Stellen Sie sich die KI als einen Reiseführer in einem Museum vor.

  • Das Problem: Der Reiseführer weiß so viel Geschichte, dass er, wenn Sie nach einem Gemälde fragen, anfängt, Fakten über ein anderes Gemälde aufzusagen, von dem er denkt, dass Sie es meinten, oder er erfindet Details über den Rahmen, die gar nicht da sind.
  • Die alte Lösung: „Schau dir das Gemälde an!“ (Aber der Reiseführer starrt dabei ständig auf den Boden oder die Decke).
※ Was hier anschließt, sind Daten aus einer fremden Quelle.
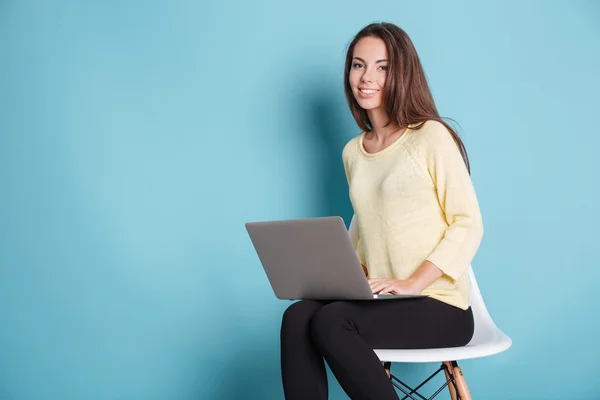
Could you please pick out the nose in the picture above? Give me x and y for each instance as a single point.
(366, 77)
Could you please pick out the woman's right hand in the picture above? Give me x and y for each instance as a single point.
(365, 270)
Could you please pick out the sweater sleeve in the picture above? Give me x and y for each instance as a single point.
(458, 201)
(358, 245)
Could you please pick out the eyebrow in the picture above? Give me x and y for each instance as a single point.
(378, 61)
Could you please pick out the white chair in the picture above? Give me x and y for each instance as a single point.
(487, 340)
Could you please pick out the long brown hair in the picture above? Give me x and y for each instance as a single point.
(406, 97)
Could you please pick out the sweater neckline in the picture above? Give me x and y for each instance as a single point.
(385, 150)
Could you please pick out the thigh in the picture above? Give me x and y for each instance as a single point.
(301, 312)
(405, 324)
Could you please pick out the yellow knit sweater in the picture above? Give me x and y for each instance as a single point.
(415, 201)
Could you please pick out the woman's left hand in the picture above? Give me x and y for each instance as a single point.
(394, 286)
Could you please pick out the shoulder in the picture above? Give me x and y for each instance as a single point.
(432, 136)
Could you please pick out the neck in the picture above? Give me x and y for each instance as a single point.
(378, 119)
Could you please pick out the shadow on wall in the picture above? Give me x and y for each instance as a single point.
(328, 131)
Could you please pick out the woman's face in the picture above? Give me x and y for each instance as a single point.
(368, 72)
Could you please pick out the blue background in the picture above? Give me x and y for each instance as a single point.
(137, 137)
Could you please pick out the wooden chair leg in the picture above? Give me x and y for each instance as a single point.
(451, 388)
(461, 384)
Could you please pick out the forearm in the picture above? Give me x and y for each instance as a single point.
(425, 275)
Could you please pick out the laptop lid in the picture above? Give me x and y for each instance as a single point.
(311, 258)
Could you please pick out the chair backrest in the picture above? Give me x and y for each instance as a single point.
(485, 327)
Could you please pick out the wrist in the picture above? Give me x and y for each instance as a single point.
(416, 283)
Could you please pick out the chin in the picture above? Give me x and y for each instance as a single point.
(368, 105)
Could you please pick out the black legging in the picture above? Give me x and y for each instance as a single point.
(345, 334)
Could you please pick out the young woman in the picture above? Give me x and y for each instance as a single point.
(419, 227)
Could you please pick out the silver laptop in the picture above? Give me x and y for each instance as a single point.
(312, 258)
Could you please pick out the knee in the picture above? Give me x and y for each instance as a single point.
(330, 321)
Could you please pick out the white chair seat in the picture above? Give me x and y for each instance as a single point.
(487, 338)
(497, 344)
  • Die GIFT-Lösung: Der Reiseführer trägt eine spezielle Brille. Wenn Sie sagen: „Die blaue Vase“, hebt die Brille sofort die blaue Vase in seinem Sichtfeld hervor und dimmt den Rest des Raumes ab. Gleichzeitig erinnert die Brille den Reiseführer: „Vergiss nicht, der Gast hat nach der blauen Vase gefragt, nicht nach der roten.“

Indem sie genau verfolgt, wohin sich die Aufmerksamkeit des Reiseführers bewegt, wenn er Ihre Worte hört, stellt GIFT sicher, dass er genau das beschreibt, was direkt vor ihm liegt, ohne Dinge zu erfinden.